The ([A-Za-z0-9-_]+\.)? section looks at the optional subdomain in the URL, and the optional is again indicated by a question mark. Note that alphanumeric characters as well as - and _ are allowed in URLs, so we allow them here, but if you're including a subdomain, you must end it with a period. So the \. is obviously indicating just that. But the + is not as straightforward. The []s are a "character class", also called "character set", with which you can tell the regex engine to match only one out of several characters. So if you're including a subdomain, the bracketed area shows the choices, while the + says there must be 1 or more of these characters. Note this does NOT mean you have to have a subdomain in your input string. It means that IF YOU DO have a subdomain, it must contain 1 or more of the bracketed characters (and, of course, the period).
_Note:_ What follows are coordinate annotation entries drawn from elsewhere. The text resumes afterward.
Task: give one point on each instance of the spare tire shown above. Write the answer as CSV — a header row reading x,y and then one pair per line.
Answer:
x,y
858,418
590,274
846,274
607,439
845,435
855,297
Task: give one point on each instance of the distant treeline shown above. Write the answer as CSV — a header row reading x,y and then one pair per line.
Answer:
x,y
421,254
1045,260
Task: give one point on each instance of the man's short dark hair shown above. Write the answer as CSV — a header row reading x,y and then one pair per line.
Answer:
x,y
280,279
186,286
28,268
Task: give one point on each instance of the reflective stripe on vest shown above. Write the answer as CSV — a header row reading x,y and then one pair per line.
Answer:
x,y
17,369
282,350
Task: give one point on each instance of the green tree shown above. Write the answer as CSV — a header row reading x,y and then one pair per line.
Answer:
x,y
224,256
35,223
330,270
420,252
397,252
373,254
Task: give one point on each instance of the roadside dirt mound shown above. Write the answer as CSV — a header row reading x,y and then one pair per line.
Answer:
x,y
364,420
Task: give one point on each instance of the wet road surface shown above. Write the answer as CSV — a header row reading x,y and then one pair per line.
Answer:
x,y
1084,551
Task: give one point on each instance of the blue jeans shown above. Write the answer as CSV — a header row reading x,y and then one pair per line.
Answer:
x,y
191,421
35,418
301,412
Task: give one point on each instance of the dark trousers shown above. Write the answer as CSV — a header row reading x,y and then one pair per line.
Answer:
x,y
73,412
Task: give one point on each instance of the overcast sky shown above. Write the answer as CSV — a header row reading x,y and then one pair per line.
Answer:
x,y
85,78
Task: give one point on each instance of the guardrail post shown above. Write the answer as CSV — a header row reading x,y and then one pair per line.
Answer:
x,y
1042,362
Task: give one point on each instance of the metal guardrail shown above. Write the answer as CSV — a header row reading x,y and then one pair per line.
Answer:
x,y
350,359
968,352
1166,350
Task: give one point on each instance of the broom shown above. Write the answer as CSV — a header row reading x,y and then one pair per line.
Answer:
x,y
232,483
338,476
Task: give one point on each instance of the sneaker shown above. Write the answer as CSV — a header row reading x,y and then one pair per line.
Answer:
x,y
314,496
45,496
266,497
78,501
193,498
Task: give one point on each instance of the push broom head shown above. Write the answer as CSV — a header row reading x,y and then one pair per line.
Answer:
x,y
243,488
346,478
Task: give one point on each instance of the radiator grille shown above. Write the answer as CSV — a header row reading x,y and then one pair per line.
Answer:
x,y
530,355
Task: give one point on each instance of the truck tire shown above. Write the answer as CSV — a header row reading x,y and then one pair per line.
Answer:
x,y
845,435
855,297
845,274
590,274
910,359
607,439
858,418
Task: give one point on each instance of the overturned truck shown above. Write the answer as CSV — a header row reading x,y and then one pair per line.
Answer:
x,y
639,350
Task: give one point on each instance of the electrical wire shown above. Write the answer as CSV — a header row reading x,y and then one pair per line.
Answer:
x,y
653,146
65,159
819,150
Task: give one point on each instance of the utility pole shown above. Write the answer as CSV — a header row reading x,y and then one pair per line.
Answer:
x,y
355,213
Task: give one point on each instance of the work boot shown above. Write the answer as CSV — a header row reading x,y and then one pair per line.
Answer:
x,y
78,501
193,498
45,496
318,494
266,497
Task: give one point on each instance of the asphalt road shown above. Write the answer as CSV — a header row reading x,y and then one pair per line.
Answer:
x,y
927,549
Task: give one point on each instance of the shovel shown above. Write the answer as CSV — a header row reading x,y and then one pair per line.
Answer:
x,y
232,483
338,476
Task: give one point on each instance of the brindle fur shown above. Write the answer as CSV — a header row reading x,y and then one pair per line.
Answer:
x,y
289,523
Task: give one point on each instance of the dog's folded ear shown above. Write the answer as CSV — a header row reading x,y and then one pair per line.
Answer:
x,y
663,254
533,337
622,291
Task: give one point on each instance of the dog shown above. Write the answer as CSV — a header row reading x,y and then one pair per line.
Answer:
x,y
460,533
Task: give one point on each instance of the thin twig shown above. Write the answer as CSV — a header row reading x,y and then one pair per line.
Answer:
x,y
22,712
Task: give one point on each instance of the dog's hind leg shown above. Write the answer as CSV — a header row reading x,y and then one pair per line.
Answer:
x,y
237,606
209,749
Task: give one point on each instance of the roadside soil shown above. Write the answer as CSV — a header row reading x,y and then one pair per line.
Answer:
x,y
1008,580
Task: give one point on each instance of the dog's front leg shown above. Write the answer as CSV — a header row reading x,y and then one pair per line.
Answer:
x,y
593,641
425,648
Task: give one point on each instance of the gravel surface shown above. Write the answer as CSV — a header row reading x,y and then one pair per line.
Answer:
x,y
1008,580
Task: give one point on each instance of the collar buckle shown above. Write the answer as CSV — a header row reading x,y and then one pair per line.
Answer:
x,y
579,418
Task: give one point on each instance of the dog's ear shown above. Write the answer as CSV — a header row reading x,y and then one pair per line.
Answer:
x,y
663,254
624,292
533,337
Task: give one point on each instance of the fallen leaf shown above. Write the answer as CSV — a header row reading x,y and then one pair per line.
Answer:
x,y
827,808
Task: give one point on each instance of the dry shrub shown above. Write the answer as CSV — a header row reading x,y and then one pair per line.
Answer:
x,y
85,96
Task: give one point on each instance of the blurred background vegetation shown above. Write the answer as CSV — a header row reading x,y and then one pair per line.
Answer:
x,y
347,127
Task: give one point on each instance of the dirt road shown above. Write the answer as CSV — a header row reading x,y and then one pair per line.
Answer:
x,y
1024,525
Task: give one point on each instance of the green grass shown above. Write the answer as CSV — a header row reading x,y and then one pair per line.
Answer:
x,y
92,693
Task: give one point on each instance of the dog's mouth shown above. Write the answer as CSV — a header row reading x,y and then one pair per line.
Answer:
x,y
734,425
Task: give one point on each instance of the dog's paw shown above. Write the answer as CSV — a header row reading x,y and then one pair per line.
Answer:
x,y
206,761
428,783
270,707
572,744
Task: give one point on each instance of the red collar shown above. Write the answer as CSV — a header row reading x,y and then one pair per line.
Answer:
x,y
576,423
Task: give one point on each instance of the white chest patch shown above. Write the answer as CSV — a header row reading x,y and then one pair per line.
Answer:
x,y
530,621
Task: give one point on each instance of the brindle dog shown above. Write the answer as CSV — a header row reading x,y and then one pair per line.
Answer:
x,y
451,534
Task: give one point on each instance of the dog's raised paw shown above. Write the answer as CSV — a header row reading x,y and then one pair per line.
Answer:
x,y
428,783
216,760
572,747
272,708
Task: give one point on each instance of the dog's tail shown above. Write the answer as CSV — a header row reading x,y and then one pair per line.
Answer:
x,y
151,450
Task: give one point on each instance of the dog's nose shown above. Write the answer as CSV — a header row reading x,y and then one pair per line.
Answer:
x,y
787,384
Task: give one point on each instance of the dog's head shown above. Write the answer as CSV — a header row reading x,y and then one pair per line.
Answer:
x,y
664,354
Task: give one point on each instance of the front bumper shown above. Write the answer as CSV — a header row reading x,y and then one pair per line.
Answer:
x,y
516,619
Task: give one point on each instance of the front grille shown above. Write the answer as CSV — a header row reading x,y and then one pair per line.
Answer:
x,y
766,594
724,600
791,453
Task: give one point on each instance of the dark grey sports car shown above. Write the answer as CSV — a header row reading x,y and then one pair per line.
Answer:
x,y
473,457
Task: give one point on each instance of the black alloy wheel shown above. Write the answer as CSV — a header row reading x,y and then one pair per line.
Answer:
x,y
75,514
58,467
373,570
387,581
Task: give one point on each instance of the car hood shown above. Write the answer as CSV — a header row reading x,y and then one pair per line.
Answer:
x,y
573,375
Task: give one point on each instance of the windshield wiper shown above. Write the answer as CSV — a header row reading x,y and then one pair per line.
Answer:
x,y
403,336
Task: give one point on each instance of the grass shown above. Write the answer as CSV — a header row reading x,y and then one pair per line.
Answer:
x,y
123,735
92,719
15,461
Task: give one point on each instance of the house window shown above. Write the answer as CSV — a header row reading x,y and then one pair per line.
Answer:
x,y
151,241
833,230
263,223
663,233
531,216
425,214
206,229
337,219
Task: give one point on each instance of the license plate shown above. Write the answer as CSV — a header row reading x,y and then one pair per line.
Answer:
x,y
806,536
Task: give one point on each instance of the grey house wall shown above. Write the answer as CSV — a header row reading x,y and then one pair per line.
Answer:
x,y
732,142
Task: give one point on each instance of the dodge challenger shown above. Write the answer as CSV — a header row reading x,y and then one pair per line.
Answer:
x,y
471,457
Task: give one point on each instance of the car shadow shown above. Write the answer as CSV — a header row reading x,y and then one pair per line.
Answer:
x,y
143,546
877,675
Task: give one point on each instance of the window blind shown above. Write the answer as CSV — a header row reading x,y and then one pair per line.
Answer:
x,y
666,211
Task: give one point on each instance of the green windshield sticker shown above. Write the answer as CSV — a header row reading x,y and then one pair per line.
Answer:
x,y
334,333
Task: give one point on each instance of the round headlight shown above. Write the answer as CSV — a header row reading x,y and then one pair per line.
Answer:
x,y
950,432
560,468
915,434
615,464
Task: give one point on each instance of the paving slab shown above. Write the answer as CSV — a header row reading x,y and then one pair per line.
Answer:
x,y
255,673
Next comes [A-Za-z0-9-_]+, the site name section whose character class is identical to the subdomain section, and they both end with a + sign, meaning it is not optional—you must have at least one of these, since we are now in the site name part of the domain. However, the parenthesis grouping the subdomain section is followed by a ?, while the site name section does not have this, so it's really required, rather than required ONLY if you choose to input a subdomain, above. The next bunch of code is complex looking, but it's not all that bad. The first parenthesis has its mate just before the $. These grouping operators enclose areas by use of an open and close parenthesis and whatever immediately follows the group applies to the group. The dollar sign is the opposite of the ^ sign. The $ means to match right before the end of the string. It is important to have this set of parenthesis because the top domain, then the optional country code, then the optional special characters, must all be adjascent and at the end. The next parenthesis set (\.[A-Za-z]{2,6}) forces a period and then a top domain of 2 to 6 letters. The {} brackets mean {min,max}, i.e., the least to the most letter characters that will match the input string's top domain. If they have 0, 1, or more than 6, the match will fail. (The top domains travel and museum both require 6 characters.)
The (\.[A-Za-z]{2})? is the optional country code—hence the question mark. Note it requires a period at the start IF it is used. And it must have 2 characters. Hence the {2}. Finally, we use ([0-9-_%&\?\/\.=]*) to match any special characters the user happens to stick after the domain and country code. They're optional—hence the *. The ?, *, and + are repetition operators. The question mark means 0 or 1 repetitions are okay. The * means 0 or more repetitions are okay. The plus means 1 or more repetitions are okay. Since we used the * we know that 0 repetitions of any of the enclosed characters are okay but so is putting a whole slew of them. Note the special regular expressions operators like ?, / and . are escaped since we want their literal meaning, not their operator meaning.
Try the Regular Expression URL Validator.
Good info site for learning about Regular Expressions.
<HTML>
<HEAD>
<META HTTP-EQUIV="Content-Type" CONTENT="text/html; charset=windows-1252">
<TITLE>Regular Expression URL Validator</TITLE>
<meta name="description" content="Good, Tested, Regular Expression URL Validator">
<meta name="keywords" content="Regular Expression URL Validator,javascript, dhtml, DHTML">
<script language=javascript>
function check(){
var ck_url = /^https?\:\/\/(www\d?\d?\d?\d?\.)?([A-Za-z0-9-_]+\.)?[A-Za-z0-9-_]+((\.[A-Za-z]{2,6})(\.[A-Za-z]{2})?([0-9-_%&\?\/\.=]*))$/;
if(document.form.Website.value.search(ck_url)==-1)
{alert("Please only enter 6 to 70 letters, numbers and other allowable characters for URLs");return false}else
{alert("URL validated OK.");return false}}
</script>
</HEAD>
<body>
<BR><BR><BR><BR>
<form name='form' action=" " method="POST" onsubmit="return check()">
<INPUT maxLength="70" type="text" name="Website" size="50">
<INPUT TYPE="SUBMIT" value="Submit URL">
<INPUT TYPE="RESET" value="reset">
</form>
</BODY>
</HTML>